Abstract:
This article shows that extant rights-based theories of accident law contain a gaping hole. They inadequately address the following question: What justifies using community standards to assign accident costs in tort law?
In the United States, the jury determines negligence for accidental harm by asking whether the defendant met the objective reasonable person standard. However, what determines the content of the reasonable person standard is enigmatic. Some tort theorists say that the content is filled out by juries using cost benefit analysis while others say that juries apply community norms and conventions. I demonstrate that what is missing from this exchange is a theory that adequately justifies using a particular way of filling out the content of the objective reasonable person standard. Rights-based theories are particularly guilty of ignoring what I call the central normative concern. That concern is what criterion should determine the amount of precaution an individual must use to avoid being justifiably assigned others’ accident costs. To identify this problem I focus on rights-based theories of accident law.

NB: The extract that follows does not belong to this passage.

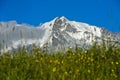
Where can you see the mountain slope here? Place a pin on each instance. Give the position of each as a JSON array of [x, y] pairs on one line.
[[59, 33]]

After showing how several rights-based theories of accident law inadequately address the central normative concern, I briefly outline a theory of assigning accident costs that has the potential for offering the best answer to the central normative concern. The most important aspect of this theory, called democratic community standard theory, is that it provides a justification for using community standards to adjudicate tort claims. This justification employs Kantian political theory based on how free and equal individuals would choose to assign accident costs.
Hall, Gregory J., Rights-Based Theories of Accident Law (August 24, 2011). University of Penn Law School, Public Law Research Paper No. 11-35.